Hip-hop artist Dessa describes her scheduled concerts with the Minnesota Orchestra this weekend as the most ambitious gigs of her career so far.
"I'm imagining this show as something like a cross between a rap gig, a classical concert and a TED talk," she said as she prepared for rehearsals.
Any of those three would be a challenge by itself; combining them introduces a multiplier effect. Dessa said she'll be performing familiar songs, but they will sound pretty different.
"The familiar rap tune played by a full orchestra is not the familiar rap tune, just definitionally," she says.
She's planning something else that's different: The show will include a running narrative about neurology. About that part, she was a little cagey, not wanting to give away too much.
"I'll say: the neuroscientist Helen Fisher inspired the narrative thrust of the monologue I'll be delivering," she said. (Fisher is known for study of the neuroscience of leadership, and love.)
This weekend's concerts are the culmination of 18 months' work. To create the score for the show, Dessa collaborated with arranger Andy Thompson. He's worked with artists as diverse as Belle and Sebastian, Taylor Swift and Jeremy Messersmith.
"Instead of thinking about the project as adding orchestral sounds to pop tunes, we really deconstructed everything and we burned the pop songs down and built up again from ash and viola," she said.
That was necessary not so much because of all the classical players involved, but because of the way rap is produced.
"Hip-hop has some repetitive sounds," she explained. She sang the word "hey," and then she sang it again, with a slight variation. The effect is different when rap artists use samples, she said, "if you take that recording and repeat it exactly, so that my breath sounds the same and my voice breaks the same."
This concert will be played live: no samples. Everything has to be produced on the fly, right down to Dessa's vocal effects.
And then there is what she calls the surround sound of being on stage with an orchestra. The music comes from all sides, unlike an amplified concert where singers are usually listening to monitor speakers at their feet while they perform.
"So even just that, of feeling awash in the music instead of leaning down towards your knees to better hear, it was totally different," she said. "The bodily sensations are different."
Dessa said the concerts may well attract some rap fans who are making their first trip to Orchestra Hall. But she's looking forward to the classical fans, too.
"I want to make sure people feel comfortable with champagne flutes or shooting whiskey at the bar," she said.
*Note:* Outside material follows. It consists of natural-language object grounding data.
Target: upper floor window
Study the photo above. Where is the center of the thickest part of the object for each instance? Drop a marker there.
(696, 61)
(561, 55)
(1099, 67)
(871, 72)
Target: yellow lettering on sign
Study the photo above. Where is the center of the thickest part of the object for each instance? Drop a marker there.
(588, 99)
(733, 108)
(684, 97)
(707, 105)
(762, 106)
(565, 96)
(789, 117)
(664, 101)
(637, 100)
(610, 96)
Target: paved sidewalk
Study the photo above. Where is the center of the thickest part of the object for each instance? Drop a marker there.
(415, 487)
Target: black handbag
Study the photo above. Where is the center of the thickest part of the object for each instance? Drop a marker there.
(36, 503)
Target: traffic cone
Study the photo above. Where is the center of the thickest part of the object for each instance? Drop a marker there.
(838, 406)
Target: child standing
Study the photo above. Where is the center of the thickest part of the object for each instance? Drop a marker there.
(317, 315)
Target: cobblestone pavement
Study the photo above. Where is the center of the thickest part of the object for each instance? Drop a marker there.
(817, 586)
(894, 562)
She hopes "that both of those demographics are there ... having fun chatting with one other."
When asked if she's nervous about the concerts, she said of course — but she's excited by the opportunity to stretch herself with a world-class orchestra at her back.
"For me, it feels like transitioning from wakeboarding to being at the helm of a destroyer," she said. "It's a huge sound."
The concerts Friday and Saturday have been sold out for weeks. And perhaps as a sign of things to come, the orchestra has also engaged Dessa to play the Symphony Ball on June 24.